When restructuring your retirement fund, keep these principles in mind:

  1. Member-Centric Approach:
    • Understand Needs: Begin by understanding the demographics, financial literacy levels, and retirement goals of your employees.
    • Communication is Key: Communicate clearly and transparently about plan changes, investment options, and retirement planning.
    • Education and Support: Provide access to resources that educate employees about saving and investing for retirement.
  2. Strategic Investment Management:
    • Diversification: Ensure a diversified investment portfolio to mitigate risk.
    • Asset Allocation: Develop an asset allocation strategy that aligns with the fund's objectives and the risk tolerance of members.
    • Regular Monitoring: Regularly monitor investment performance and make adjustments as necessary. Consider professional investment management.
    • Fee Transparency: Be transparent about all fees associated with the fund, seeking to minimise unnecessary costs.
  3. Strong Governance and Administration:
    • Establish a Clear Structure: Define the roles and responsibilities of trustees, administrators, and investment managers.
    • Regular Audits: Conduct regular audits of the fund to ensure compliance and identify any potential issues.
    • Efficient Administration: Ensure that administrative processes are efficient and accurate.
    • Compliance and Legal Review: Ensure that the restructured plan remains compliant with all relevant laws and regulations. It is vital to consult with legal and tax professionals specialising in retirement funds.
  4. Sustainability and Adaptability:
    • Long-Term Viability: Design the fund to be sustainable over the long term, considering future growth, changing demographics, and market conditions.
    • Flexibility for Future Changes: Build in mechanisms to allow for adjustments to the fund in the future as needed, like updates to the contribution formula or investment options.
    • Regular Review: Commit to periodic review and analysis of the fund's goals, structure and general performance and make adjustments where appropriate.
  5. Technology and Accessibility:
    • Online Access: Provide employees with easy online access to their accounts to check balances, make changes, and access educational materials.
    • User-Friendly Platform: The technology platform should be user-friendly and intuitive.
    • Mobile Capabilities: Where appropriate, provide options for members to access their retirement account from their mobile devices.
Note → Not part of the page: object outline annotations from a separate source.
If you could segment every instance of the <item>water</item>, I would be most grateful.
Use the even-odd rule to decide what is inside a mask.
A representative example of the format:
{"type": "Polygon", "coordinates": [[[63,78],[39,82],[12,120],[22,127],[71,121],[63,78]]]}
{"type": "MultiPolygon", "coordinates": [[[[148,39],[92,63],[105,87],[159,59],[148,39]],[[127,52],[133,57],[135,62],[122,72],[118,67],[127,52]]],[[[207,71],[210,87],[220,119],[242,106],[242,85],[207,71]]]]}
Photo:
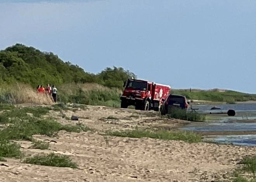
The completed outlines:
{"type": "Polygon", "coordinates": [[[236,112],[256,112],[256,104],[236,104],[199,105],[192,106],[193,109],[198,109],[197,111],[201,112],[227,112],[229,109],[233,109],[236,112]],[[220,109],[211,110],[213,106],[220,109]]]}
{"type": "Polygon", "coordinates": [[[236,114],[232,117],[228,116],[227,114],[207,115],[206,122],[195,122],[181,128],[181,129],[203,131],[204,133],[211,132],[211,135],[204,136],[206,140],[256,146],[256,134],[247,134],[247,131],[254,133],[254,131],[256,134],[256,104],[197,105],[192,107],[198,108],[196,111],[199,113],[227,112],[229,109],[234,109],[236,114]],[[221,109],[211,110],[211,108],[214,106],[221,109]],[[237,134],[239,132],[244,134],[237,134]],[[222,134],[227,133],[229,134],[222,134]],[[221,134],[219,134],[220,133],[221,134]]]}
{"type": "Polygon", "coordinates": [[[213,140],[223,143],[234,145],[256,146],[256,134],[233,134],[229,135],[211,135],[208,136],[206,140],[213,140]]]}

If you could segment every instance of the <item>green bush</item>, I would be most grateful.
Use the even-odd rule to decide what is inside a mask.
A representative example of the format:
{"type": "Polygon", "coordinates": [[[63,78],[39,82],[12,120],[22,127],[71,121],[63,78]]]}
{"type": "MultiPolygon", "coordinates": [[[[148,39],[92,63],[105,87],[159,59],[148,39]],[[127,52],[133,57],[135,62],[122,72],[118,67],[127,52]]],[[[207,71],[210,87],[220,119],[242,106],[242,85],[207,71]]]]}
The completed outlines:
{"type": "Polygon", "coordinates": [[[14,108],[15,106],[12,104],[0,104],[0,110],[10,110],[14,108]]]}
{"type": "Polygon", "coordinates": [[[19,158],[22,156],[21,146],[15,143],[0,139],[0,157],[19,158]]]}
{"type": "Polygon", "coordinates": [[[204,115],[194,112],[187,112],[185,109],[175,107],[169,107],[167,116],[171,118],[191,121],[203,121],[205,120],[204,115]]]}

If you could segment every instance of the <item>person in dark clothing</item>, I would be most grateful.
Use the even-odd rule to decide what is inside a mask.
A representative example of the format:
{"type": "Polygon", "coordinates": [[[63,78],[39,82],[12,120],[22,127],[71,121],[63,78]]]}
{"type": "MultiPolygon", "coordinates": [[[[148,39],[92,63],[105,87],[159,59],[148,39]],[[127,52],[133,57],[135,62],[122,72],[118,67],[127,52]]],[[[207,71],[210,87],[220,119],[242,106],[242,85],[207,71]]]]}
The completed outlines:
{"type": "Polygon", "coordinates": [[[55,87],[54,87],[54,85],[52,85],[52,98],[54,99],[54,102],[56,102],[56,97],[57,95],[57,92],[58,92],[58,90],[55,87]]]}

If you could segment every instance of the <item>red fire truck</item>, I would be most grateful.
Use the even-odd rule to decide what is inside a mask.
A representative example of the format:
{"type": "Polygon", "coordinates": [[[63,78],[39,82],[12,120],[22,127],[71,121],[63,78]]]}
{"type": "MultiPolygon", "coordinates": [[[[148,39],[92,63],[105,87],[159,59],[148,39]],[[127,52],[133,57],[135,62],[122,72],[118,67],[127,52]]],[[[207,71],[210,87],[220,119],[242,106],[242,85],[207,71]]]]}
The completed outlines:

By understanding these aspects, the trustees, assisted by the employee benefits consultant and the sponsoring employer organisation, can make informed decisions regarding a possible restructuring or establishment of their retirement fund. Potential changes and the desired structure must be evaluated, and a detailed implementation plan created. The fund administrator is a key stakeholder and must be able to handle the proposed changes. Similarly, the asset managers also play a role and must be consulted when implementing the final fund structure..

 

Important notice and disclaimer
This article summarises the understanding, observation and notes of the author and lays no claim on accuracy, correctness or completeness. RFS Namibia (Pty) Ltd does not accept any liability for the content of this contribution and no decision should be taken on the basis of the information contained herein before having confirmed the detail with the relevant party. Any views expressed herein are those of the author and not necessarily those of RFS.